ZAN : le Sénat demande à revoir le calendrier et les trajectoires qui pèsent sur les collectivités locales

Soucieux de l’évaluation de la stratégie nationale de sobriété foncière en cours de déploiement, le Sénat a décidé en février dernier de créer un groupe de suivi afin d’évaluer les difficultés posées par la mise en œuvre des dispositions législatives et règlementaires régissant la réduction du rythme de l’artificialisation des sols aux horizons 2031 et 2050. Ce groupe de suivi a présenté ses conclusions le 9 octobre 2024.

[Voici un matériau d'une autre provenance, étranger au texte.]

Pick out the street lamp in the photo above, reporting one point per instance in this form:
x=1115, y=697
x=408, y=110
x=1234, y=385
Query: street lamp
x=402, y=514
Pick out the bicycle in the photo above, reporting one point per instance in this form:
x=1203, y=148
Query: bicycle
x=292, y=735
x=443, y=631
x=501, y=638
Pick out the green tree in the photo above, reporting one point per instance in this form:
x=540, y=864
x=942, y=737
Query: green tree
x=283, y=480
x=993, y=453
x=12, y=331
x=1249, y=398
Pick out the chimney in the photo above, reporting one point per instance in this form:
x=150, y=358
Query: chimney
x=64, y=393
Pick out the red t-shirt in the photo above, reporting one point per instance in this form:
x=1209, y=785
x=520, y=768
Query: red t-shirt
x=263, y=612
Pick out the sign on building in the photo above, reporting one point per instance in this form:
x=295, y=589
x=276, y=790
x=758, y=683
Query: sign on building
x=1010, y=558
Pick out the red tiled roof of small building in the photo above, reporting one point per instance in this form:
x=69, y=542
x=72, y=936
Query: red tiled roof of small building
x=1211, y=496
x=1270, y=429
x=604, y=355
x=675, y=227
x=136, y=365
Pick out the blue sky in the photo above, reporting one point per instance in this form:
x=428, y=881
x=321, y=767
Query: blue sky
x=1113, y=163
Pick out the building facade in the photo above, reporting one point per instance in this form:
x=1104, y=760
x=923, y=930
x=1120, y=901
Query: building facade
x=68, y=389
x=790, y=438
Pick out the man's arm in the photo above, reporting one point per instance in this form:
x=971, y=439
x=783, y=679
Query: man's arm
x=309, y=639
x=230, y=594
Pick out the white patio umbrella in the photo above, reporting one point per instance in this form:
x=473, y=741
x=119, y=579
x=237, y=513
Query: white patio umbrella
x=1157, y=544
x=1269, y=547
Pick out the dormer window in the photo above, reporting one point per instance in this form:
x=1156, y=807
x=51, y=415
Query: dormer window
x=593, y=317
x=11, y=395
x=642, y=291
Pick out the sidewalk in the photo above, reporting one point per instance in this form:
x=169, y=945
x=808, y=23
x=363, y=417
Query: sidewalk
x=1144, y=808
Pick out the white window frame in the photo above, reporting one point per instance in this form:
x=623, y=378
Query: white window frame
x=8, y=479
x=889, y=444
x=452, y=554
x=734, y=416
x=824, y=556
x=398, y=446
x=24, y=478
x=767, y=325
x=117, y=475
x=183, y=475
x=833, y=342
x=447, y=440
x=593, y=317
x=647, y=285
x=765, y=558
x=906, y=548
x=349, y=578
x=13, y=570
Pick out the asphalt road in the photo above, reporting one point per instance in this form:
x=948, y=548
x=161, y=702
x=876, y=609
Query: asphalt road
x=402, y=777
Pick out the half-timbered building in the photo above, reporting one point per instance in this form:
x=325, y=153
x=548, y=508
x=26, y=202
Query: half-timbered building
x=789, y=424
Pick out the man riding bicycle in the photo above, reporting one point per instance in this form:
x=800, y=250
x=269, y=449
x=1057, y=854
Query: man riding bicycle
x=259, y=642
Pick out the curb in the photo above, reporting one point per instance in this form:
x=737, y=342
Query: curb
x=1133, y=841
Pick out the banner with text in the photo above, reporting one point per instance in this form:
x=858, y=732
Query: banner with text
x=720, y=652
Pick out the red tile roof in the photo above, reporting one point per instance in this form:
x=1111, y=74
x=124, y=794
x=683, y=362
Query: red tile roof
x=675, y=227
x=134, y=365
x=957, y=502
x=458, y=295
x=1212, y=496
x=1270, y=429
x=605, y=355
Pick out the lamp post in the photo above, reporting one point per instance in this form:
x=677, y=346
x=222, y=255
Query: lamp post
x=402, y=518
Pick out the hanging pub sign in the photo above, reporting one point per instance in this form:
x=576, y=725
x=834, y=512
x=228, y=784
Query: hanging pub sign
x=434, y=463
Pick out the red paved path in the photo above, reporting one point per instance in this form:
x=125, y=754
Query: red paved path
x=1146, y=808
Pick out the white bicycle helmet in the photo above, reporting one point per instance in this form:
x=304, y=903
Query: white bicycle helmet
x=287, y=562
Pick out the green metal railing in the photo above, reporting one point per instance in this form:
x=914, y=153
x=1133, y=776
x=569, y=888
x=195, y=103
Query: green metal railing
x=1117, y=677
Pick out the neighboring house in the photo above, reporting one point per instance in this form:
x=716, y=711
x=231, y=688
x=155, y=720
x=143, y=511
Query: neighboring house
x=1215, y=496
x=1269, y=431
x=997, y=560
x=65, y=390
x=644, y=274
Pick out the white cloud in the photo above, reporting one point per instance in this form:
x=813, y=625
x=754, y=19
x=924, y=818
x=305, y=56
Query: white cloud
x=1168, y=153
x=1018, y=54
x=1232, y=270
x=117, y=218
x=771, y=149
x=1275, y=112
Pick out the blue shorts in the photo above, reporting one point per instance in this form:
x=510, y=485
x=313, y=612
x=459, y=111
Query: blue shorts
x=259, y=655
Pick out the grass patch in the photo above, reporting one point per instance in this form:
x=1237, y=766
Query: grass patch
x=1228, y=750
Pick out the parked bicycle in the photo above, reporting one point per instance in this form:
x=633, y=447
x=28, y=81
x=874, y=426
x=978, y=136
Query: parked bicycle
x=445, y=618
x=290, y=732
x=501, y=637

La loi dite « Climat et résilience » d’août 2021 a fixé un double objectif de sobriété foncière à l’échelle nationale : une première trajectoire, d’ici 2031, de réduction de moitié du rythme d’artificialisation nouvelle par rapport à la décennie 2011-2021, et l’absence de toute artificialisation nette en 2050 – dite communément « Zéro artificialisation nette » (ZAN).

Face aux difficultés posées par la mise en œuvre ces objectifs par les collectivités territoriales, et au défaut d’accompagnement par l’État des élus locaux, cette stratégie de lutte contre l’artificialisation des sols a fait l’objet de plusieurs aménagements, afin de concilier sobriété foncière et développement des territoires : la loi du 20 juillet 2023, adoptée à l’initiative du Sénat, a assoupli le calendrier de modification des documents de planification et d’urbanisme, a accentué la prise en compte des différences territoriales et a offert aux élus de nouveaux outils pour faciliter la mise en œuvre de la stratégie de réduction de l’artificialisation.

Aujourd’hui, le cadre législatif est stabilisé et l’ensemble des mesures d’application prévues par la loi a été publié. Il appartient désormais aux collectivités territoriales de traduire les trajectoires de réduction de l’artificialisation et de préciser la répartition des enveloppes foncières dans leurs documents de planification et d’urbanisme, dans des délais contraints.

Malgré les adaptations et les assouplissements permis par la loi d’initiative sénatoriale de juillet 2023, la territorialisation du « ZAN » s’avère délicate à mettre en œuvre, menaçant de faire peser des contraintes excessives sur les possibilités de développement territorial de certains territoires, en raison de son caractère trop uniforme.

Conscient que le « ZAN » constitue un sujet de préoccupation majeure des élus locaux, auxquels toutes les réponses et tous les outils n’ont pas été apportés, le groupe de suivi s’est intéressé notamment aux difficultés concrètes posées par la territorialisation des objectifs de sobriété foncière (y compris au regard du traitement des grands projets dont l’artificialisation sera mutualisée, de la nouvelle garantie de développement communal d’un hectare et de la prise en compte des spécificités des communes littorales et de montagne), la gouvernance du « ZAN » et les nouveaux délais de modification des documents de planification et d’urbanisme, etc.

Le groupe de suivi prolongera en outre ses travaux par une réflexion plus prospective sur les implications de la réduction de l’artificialisation des sols dans différents domaines, qu’il s’agisse d’aménagement du territoire, d’urbanisme ou de planification économique.